Le contexte historique
Le premier Isaїe voit la guerre fratricide (-735) et la chute de Samarie (-721) aux mains de l’Assyrie (Is 28).
Une étape spirituelle qui est un tournant
Son récit de vocation témoigne de l’étape spirituelle nouvelle que Dieu lui fait franchir :
« Va, et tu diras à ce peuple : Ecoutez, écoutez, et ne comprenez pas ; regardez, regardez, et ne discernez pas… »
(Is 6,9)
Ce texte signifie que le peuple ne doit pas revenir à l’ancienne manière de comprendre, au temps des juges ou du roi David, quand les victoires et la réussite de l'histoire était le signe que Dieu était avec nous. Désormais mieux vaut ne pas adorer plutôt que d'adorer un "Dieu" tellement semblable à notre désir qu'il n'est plus qu'une idole.
Dans le temple, Isaїe a une vision : Dieu est Roi
Dieu est saint (Is 6,1-13), c’est-à-dire séparé, autre que ce que l’on croit savoir.
Il est sur un « trône » comme un Roi céleste (c'est la première fois dans la Bible).
Sa gloire ("Kabod") « remplit toute la terre » : Yahvé a un tel poids de présence, qu'il fait le poids de tous les autres rois.
Maître du monde (6,3), il règne même sur les puissances étrangères (Is 10,5-15).
Dieu a un plan pour toutes les nations (14,26-27) et attirera toutes les nations à Jérusalem (2,2-5).
Cette vision a plusieurs conséquences pour le peuple :
Face aux événements et à la sainteté de Dieu il faut reconnaître le péché : péché à propos du culte et sur le plan social ; orgueil (2,11-22 ; 29,13-16) ; aveuglement politique (7,1-9 ; 22,9-12).
Le peuple doit rester ferme dans sa foi : Dieu règne.
Isaїe se situe dans le registre de l’amour : Dieu est l’époux qui aime et soigne Juda comme sa vigne. Isaїe chante l’ami qui prend la défense de l’époux contre sa femme infidèle.

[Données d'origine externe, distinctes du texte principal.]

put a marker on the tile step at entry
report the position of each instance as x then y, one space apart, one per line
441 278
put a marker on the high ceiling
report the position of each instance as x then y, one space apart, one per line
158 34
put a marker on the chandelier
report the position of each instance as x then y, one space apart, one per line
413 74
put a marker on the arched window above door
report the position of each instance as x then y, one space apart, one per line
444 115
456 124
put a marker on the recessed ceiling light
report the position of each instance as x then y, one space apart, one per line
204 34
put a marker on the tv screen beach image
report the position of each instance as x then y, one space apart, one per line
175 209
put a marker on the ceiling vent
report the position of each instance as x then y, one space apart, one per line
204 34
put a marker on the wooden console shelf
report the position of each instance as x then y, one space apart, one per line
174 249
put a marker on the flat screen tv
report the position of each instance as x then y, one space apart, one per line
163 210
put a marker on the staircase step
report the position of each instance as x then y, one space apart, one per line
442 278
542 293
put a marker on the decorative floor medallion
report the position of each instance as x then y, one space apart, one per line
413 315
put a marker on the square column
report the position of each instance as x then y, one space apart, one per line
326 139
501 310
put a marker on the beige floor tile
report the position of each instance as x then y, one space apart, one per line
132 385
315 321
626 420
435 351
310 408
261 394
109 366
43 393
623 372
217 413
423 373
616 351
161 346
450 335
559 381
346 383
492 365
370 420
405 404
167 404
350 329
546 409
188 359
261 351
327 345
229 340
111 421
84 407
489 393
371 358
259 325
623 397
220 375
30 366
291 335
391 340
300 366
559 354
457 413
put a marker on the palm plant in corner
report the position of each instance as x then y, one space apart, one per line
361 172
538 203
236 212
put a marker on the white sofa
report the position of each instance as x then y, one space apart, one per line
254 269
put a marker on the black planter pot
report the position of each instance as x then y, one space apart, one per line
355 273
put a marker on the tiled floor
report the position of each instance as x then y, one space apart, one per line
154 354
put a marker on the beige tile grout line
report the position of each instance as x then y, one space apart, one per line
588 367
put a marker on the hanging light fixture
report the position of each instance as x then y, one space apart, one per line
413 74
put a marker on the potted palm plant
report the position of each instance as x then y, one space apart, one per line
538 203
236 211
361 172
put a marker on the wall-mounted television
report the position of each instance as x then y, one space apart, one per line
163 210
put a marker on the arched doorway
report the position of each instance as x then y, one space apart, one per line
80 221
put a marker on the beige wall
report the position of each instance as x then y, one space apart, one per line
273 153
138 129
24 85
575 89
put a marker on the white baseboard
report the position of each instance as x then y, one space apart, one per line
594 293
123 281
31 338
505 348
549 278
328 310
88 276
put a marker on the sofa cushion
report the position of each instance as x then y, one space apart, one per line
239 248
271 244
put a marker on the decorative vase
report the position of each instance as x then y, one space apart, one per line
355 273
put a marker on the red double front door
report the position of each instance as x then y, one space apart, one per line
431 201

Le salut passe par le roi, descendant de David. Dieu est fidèle à la promesse faite à David par Nathan (Is 38,5, cf. 2S 7).
Déçu par le roi Achaz, Isaïe espère en son fils Ezéquias dont il est probablement le précepteur, et en qui il voit un roi selon le cœur de Dieu (2R 18,1-7).
Isaïe croit au roi qui correspond au Roi céleste, Yahvé. L’avènement de ce roi est annoncé comme un signe du Seigneur (Is 7,10-25). Son règne sera un règne de paix et de prospérité (Is 9,1-6 et 11,1-9).